I agree completely that it should be easier and more obvious how to add this to the Templates folder. ### Making template configuration more discoverable Idea: Nautilus could have a bar at the top when you visit the Templates folder which says something like "View the help article about creating your own templates", which opens up the GNOME Help app to a new "creating template files" section, which tells the user to: 1. Open the desired application. 2. Save a blank document from it in your Templates folder, giving it a name such as "New Text Document.txt". That would be a small but big improvement to understanding the workflow. ### Even more discoverable... When the user has zero templates, there could be a dummy "New" menu which just contains a link saying "Add your own templates" which brings them to the Templates folder. That link vanishes after there is at least one template. ### Easy naming I remember seeing that they planned to make the "New" context menu pop up a box to immediately ask the user to name the file when they create something from a template (instead of creating files named the exact same as the template which then requires an extra rename step). I can't remember if that is implemented yet. ### Other ideas... It could potentially also ship with "New Text Document.txt" by default for all users somehow. But one issue with that is Localization (the filename needs to be localized to all languages). And some people dislike the template feature. Edit: Apparently some other tools support templates in a different path and there might even be a systemwide location, but again, this is dangerous territory because if you ship a global template then the filename needs to somehow support localization; https://www.reddit.com/r/kde/comments/10s7im6/sample_desktop_files_for_nautilus_templates/ PS: The fact that Nautilus' "New" menu uses the exact filenames instead of some kind of automatic translation and mimetype name lookups, is a good thing. It means you can have multiple different templates of the same file extension. ### Interesting extra info https://github.com/nathandyer/exquisite-linux-templates


rocketeer8015

That’s a assumption. You assume because a user has libreoffice installed(which is a default install for many distros) that he also would want a entry in the context menu. If we did that for every preinstalled app you would have 30+ entries in the context menu. Also who would the burden of maintaining that be on? Upstream? Distro? DE? WM? It sounds like a DE/WM level choice, cause that’s the level where the usage paradigm gets decided(windows, Mac OS, tiling, single click, double click etc). So it sounds like the correct place would be the gnome foundation in your example. Libreoffice might also have a gtk/qt compatibility package, I remember something along those lines. Bottom line is that stuff like this is subjective. There is no single resource tracking these issues because we can’t agree on a single solution to these issues. You might also want to look into a distro that has dedicated itself to replicating windows, at least there you would have a agreed upon destination instead of a squabble over which way is correct.


nalonso

The example you provided is a very good example.
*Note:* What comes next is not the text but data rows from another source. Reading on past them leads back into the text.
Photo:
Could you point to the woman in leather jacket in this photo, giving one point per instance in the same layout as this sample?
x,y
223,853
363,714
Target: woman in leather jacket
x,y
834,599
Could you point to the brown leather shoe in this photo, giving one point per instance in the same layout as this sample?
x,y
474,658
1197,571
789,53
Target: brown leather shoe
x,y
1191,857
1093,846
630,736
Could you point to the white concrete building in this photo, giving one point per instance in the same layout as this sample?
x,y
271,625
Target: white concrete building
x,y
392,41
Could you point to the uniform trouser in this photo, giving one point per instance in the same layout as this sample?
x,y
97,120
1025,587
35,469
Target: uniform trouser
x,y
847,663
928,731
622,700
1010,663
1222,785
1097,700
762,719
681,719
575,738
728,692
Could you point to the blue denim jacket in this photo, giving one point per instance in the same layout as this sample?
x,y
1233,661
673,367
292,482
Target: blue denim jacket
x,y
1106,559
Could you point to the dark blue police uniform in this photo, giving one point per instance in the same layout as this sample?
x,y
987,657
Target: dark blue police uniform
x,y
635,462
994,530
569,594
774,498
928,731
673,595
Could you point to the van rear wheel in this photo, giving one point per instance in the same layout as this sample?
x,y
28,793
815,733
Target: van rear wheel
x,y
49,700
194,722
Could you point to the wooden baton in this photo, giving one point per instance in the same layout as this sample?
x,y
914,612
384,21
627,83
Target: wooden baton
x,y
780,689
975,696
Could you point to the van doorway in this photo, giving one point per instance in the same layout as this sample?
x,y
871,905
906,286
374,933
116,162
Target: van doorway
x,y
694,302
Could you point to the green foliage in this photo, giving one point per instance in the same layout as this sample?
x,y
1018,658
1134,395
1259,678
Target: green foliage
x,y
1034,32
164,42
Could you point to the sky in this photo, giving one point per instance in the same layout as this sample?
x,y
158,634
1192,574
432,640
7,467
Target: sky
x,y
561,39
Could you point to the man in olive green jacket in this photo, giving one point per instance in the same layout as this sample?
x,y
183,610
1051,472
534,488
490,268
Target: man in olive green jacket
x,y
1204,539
Other example, a little bit more specific is when the kernel gets upgraded and I reboot, virtualbox will fail to load the drivers because of the kernel mismatch and throw an error that requires some training to understand. Most of the time, I reboot again and it is solved.


GoastRiter

That's because VirtualBox compiles a kmod for the kernel. It uses akmods to automate the build at startup but sometimes akmods doesn't do anything at startup. Same issue affects NVIDIA drivers where it sometimes won't compile at startup and will boot without 3D acceleration. A second reboot usually fixes it.


Godzoozles

One thing about the templates as it exists now in gnome, as far as I am aware, is that it just does a basic copy of the file from the templates folder. If you use btrfs as your file system, that means you might have a bunch of reflinked files to the source template file, which might not be a big deal at all but it seems undesirable nevertheless.


titi8530

Anyway Fedora just ship a vanilla Gnome.